I have seen too many adult children who would never dream of getting drunk or using illegal drugs become physical and emotional wrecks from using legally prescribed tranquilizers. They had no intention of abusing these drugs, yet they still developed serious problems.
It is my deepest conviction that for adult children, the risks of using tranquilizers far outweigh the potential benefits.
And it is the adult child's responsibility to make this point clear to well-meaning physicians who seek to alleviate your suffering by offering you a prescription for any of the many different brands of tranquilizers.
To protect yourself, it is vital that you not accept a prescription for an anti-anxiety drug or a muscle relaxant or a sleeping pill without first obtaining from your doctor a complete explanation of exactly what kind of drug you are getting.
Don't be afraid to question either your doctor or your pharmacist. Any doctor worth his (or her) salt will gladly answer your questions. While it is the doctor's responsibility to give you information, it is your responsibility to ask questions if the information isn't freely offered in terms you can understand. Don't feel shy, for you are certainly worth the effort it takes to ask these questions.
Now, what about the tricyclic anti-depressants and the MAO inhibitors?
In my experience, under certain conditions, these drugs can be a boon to anxious and depressed adult children of alcoholics. One reason they seem useful is because they pose a lower risk for abuse, mostly because they don't have an euphoric drug effect. In other words, they don't make you high.
You might consider being evaluated for drug treatment by a qualified physician if you can answer yes to any of the following questions.

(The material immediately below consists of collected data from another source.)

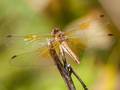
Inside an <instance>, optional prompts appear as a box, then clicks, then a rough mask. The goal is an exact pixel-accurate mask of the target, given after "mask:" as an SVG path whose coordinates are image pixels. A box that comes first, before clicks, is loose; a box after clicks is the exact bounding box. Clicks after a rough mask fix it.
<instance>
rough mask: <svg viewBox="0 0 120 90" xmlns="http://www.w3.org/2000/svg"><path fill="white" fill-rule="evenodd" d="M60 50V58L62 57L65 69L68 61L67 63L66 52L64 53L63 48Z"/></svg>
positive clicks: (64, 67)
mask: <svg viewBox="0 0 120 90" xmlns="http://www.w3.org/2000/svg"><path fill="white" fill-rule="evenodd" d="M59 48H60V52H59V54H60V57H61V59H62V61H63V65H64V68H66V66H67V61H66V58H65V52H64V50H63V48H62V47H61V46H60V47H59Z"/></svg>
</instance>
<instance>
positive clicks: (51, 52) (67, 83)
mask: <svg viewBox="0 0 120 90" xmlns="http://www.w3.org/2000/svg"><path fill="white" fill-rule="evenodd" d="M49 51H50V54H51V56H52V58H53V60H54V62H55V65H56V66H57V68H58V70H59V72H60V74H61V76H62V78H63V79H64V81H65V83H66V84H67V87H68V90H76V89H75V86H74V83H73V81H72V78H71V75H70V74H69V72H68V71H67V70H66V69H65V68H64V66H63V64H62V63H61V61H60V59H59V57H58V55H57V53H56V51H55V49H54V48H53V45H52V42H50V44H49Z"/></svg>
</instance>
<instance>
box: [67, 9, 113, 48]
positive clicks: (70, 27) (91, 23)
mask: <svg viewBox="0 0 120 90" xmlns="http://www.w3.org/2000/svg"><path fill="white" fill-rule="evenodd" d="M108 22H109V20H108V21H107V19H106V18H105V16H104V15H103V13H101V12H100V11H92V12H91V13H90V14H89V15H87V16H85V17H83V18H82V19H79V20H77V21H75V22H73V23H72V24H70V25H68V27H66V29H65V30H66V33H65V34H66V36H68V38H70V39H71V38H79V39H80V41H81V43H82V44H84V45H85V46H87V47H90V48H91V47H93V48H104V49H105V48H108V47H109V45H111V44H112V42H113V39H112V37H109V36H108V34H109V33H111V30H110V28H108V25H109V23H108Z"/></svg>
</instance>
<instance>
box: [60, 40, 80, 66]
mask: <svg viewBox="0 0 120 90" xmlns="http://www.w3.org/2000/svg"><path fill="white" fill-rule="evenodd" d="M60 47H61V48H62V49H63V51H64V52H65V53H67V54H68V55H69V56H70V57H71V58H72V59H73V60H74V61H75V62H76V63H78V64H79V63H80V62H79V58H78V57H77V55H76V54H75V53H74V52H73V51H72V50H71V48H70V47H69V46H68V44H67V42H62V44H61V45H60Z"/></svg>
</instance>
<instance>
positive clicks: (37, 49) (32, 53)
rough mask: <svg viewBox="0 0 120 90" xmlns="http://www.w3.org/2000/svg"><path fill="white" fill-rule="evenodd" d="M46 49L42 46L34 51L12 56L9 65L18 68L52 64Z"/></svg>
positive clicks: (47, 51) (40, 65) (31, 66)
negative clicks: (15, 66)
mask: <svg viewBox="0 0 120 90" xmlns="http://www.w3.org/2000/svg"><path fill="white" fill-rule="evenodd" d="M50 58H51V57H50V55H49V50H48V47H47V46H46V47H45V46H43V47H41V48H38V49H36V50H34V51H30V52H24V53H18V54H14V55H13V56H12V57H11V59H10V64H11V65H14V66H20V67H40V66H46V65H51V64H53V62H52V60H51V59H50Z"/></svg>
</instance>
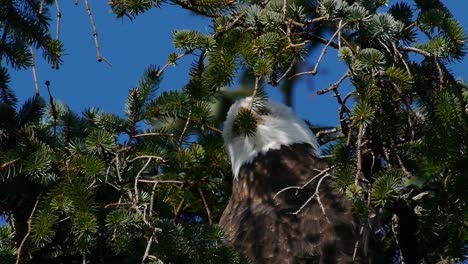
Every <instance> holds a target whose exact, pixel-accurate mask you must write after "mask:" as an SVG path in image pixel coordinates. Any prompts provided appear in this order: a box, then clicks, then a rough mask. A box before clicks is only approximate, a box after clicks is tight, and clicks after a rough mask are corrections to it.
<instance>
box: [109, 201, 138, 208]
mask: <svg viewBox="0 0 468 264" xmlns="http://www.w3.org/2000/svg"><path fill="white" fill-rule="evenodd" d="M132 205H133V203H130V202H128V203H121V202H117V203H110V204H106V205H105V206H104V208H109V207H117V206H132Z"/></svg>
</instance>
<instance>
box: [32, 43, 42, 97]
mask: <svg viewBox="0 0 468 264" xmlns="http://www.w3.org/2000/svg"><path fill="white" fill-rule="evenodd" d="M29 50H30V51H31V70H32V73H33V79H34V88H35V91H36V96H39V95H40V90H39V81H38V79H37V71H36V55H35V54H34V47H33V46H32V45H29Z"/></svg>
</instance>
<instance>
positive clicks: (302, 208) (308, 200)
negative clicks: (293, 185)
mask: <svg viewBox="0 0 468 264" xmlns="http://www.w3.org/2000/svg"><path fill="white" fill-rule="evenodd" d="M327 177H331V175H330V174H329V173H327V174H325V175H323V176H322V178H320V180H319V181H318V183H317V186H316V187H315V192H314V193H313V194H312V195H311V196H310V197H309V199H307V201H306V202H305V203H304V204H303V205H301V207H300V208H299V209H298V210H297V211H295V212H293V213H292V214H293V215H298V214H299V213H300V212H301V211H302V209H304V208H305V207H306V206H307V205H308V204H309V203H310V202H311V201H312V200H313V199H314V198H315V199H316V200H317V203H318V204H319V206H320V209H321V210H322V214H323V216H324V217H325V219H326V220H327V222H328V223H330V220H329V219H328V216H327V214H326V212H325V207H324V206H323V204H322V201H321V200H320V192H319V189H320V185H321V184H322V181H323V179H325V178H327Z"/></svg>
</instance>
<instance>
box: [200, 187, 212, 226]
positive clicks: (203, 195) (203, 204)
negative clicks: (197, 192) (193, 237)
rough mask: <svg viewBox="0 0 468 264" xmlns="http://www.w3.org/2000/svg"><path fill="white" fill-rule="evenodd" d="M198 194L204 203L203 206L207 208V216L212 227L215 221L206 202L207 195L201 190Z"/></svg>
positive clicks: (205, 209) (206, 202)
mask: <svg viewBox="0 0 468 264" xmlns="http://www.w3.org/2000/svg"><path fill="white" fill-rule="evenodd" d="M198 193H199V194H200V197H201V199H202V202H203V206H204V207H205V211H206V215H207V216H208V223H209V224H210V225H211V224H213V219H212V218H211V211H210V208H209V207H208V203H207V202H206V199H205V195H204V194H203V192H202V190H201V189H200V188H198Z"/></svg>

1. Are you unable to carry out your day-to-day activities because of your fear and depression?
2. Do you suffer a lot from physical symptoms such as agitation, racing heart, or feelings of paralysis?
3. Do you have a past history of positive drug treatment with few side effects?
The above guidelines are general in nature and are not meant to be comprehensive. If you do decide to seek medical help, it's important that you know that these drugs often need several weeks to take effect. Sometimes the dosage has to be adjusted several times before optimum benefit is reached. And sometimes, the drugs simply don't work for your particular problem.
Without exception, people being treated with drug therapy must stay in close contact with their physician. If the medication doesn't seem to work, or if you suffer from side effects, let your doctor know! Otherwise, you won't receive the help you want and need.
SELF-MEDICATION AND SELF-SABOTAGE
Anxiety is a terrible thing.
This is an important truth we can't ignore. Anxiety feels terrible. We'll do just about anything to escape it.
We'll medicate ourselves with alcohol, marijuana, pills borrowed from a friend, a pint of Haagen-Daz, and two packs of cigarettes.
And that's one of the reasons why counseling, exercises, medication, and insight oftimes don't work to alleviate our pain.
Our lifestyle habits can keep us in misery!
Recent research shows that even small amounts of caffeine or sugar can trigger full-blown panic attacks in susceptible people.
Hypoglycemia -- low blood sugar -- can mimic all the symptoms of mental illness.
Chemical dependency undermines health and happiness.
Constant striving after success and achievement leads to physical exhaustion and emotional burnout.
Stress deadens our emotions and sickens our bodies.
No matter how much we struggle and search and suffer in our quest for self, we will find no lasting happiness if we examine our psyches under a microscope while ignoring the needs of our bodies. Insight is a precious thing, yet it is only a small fragment in the complex puzzle of self-realization. If we spend all out time looking into our emotions while remaining unaware of our physical selves, we stay fragmented. True self-realization comes from wholeness. And fundamental to wholeness is the issue of self-care.